Former Facebook employee exposes the app as ‘harmful’ in ’60 minutes’

Surely a bad night for Facebook

Frances Haugen stated on a Sunday night broadcast of 60 Minutes that she was the source of secret papers utilised by the Wall Street Journal in its blockbuster “Facebook Files” series.

She formerly worked as a product manager on Facebook’s civic integrity team, which focused on election concerns, and has previously worked at Pinterest and Google. Facebook disbanded her team in December 2020, just before the January 6 unrest. Haugen left Facebook in April and contacted Whistleblower Aid, according to an article published Sunday by the Journal. According to the charitable group, it gives legal help to “individuals who legitimately disclose government violations.”

She explained how Facebook prioritised development over social responsibility on 60 Minutes, calling the situation “significantly worse” than at other social media firms.

“What I want everyone to know is that Facebook is much, far more harmful than anyone knows, and it’s growing worse,” she added.

She also told 60 Minutes correspondent Scott Pelley that what “Facebook is in other countries” is “horrifying.”

“Each additional language costs more money, but there are fewer and fewer customers,” she said of markets outside the United States.

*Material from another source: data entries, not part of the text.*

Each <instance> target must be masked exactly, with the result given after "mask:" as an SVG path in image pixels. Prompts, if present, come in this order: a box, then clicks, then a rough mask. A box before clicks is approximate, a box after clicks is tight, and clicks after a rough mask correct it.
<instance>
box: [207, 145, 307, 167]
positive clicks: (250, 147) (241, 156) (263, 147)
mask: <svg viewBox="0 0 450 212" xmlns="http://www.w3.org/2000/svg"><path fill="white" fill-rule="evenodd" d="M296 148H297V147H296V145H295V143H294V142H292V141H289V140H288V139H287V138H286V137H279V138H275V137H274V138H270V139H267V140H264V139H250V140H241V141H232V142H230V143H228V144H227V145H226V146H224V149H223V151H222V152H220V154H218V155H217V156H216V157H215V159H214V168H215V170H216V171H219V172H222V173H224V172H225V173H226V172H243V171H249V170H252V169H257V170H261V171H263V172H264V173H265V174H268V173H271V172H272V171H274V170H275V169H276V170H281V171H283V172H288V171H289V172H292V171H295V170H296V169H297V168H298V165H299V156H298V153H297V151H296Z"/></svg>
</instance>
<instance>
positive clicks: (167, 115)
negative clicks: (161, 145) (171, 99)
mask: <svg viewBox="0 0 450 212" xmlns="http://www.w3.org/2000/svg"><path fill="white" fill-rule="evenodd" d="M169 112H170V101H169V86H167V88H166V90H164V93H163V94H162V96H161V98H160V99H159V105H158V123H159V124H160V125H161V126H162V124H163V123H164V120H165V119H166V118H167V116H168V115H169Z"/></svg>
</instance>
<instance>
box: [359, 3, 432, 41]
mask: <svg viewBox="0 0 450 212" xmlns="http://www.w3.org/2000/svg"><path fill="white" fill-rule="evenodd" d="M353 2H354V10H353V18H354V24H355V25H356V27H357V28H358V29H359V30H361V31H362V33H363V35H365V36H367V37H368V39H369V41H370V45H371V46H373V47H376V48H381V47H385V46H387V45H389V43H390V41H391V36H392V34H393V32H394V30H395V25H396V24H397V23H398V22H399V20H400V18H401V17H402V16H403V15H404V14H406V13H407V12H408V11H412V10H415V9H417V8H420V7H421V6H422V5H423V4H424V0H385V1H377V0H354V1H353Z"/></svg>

Essentially, when Facebook trains editors and AI in smaller countries with fewer users, it receives less for its money. So, rather of investing in costly infrastructure, Facebook, according to Haugen, allows disinformation to propagate.

RELATED:How Instagram is Toxic for Teens Says Facebook’s Own Data 

 

“In other areas of the globe, such disinformation is literally causing people to die,” she explained.

 

She claimed in a statement to 60 Minutes that it will continue “to significantly increase efforts to combat the spread of misinformation and harmful content. It is just not correct to say that we support harmful content while doing nothing.”

According to Haugen, the team entrusted with combating forced prostitution and slavery at Facebook was made up of only a few investigators.

“I’d wonder why more individuals weren’t employed,” she told the Journal. “Facebook pretended to be helpless in terms of staffing these teams.”

 

Nayab Khan

Nayab Khan is a freelance tech-writer whose specialty is absorbing the key data and articulating the most important points. She helps IT based organizations communicate their message clearly across multiple channels.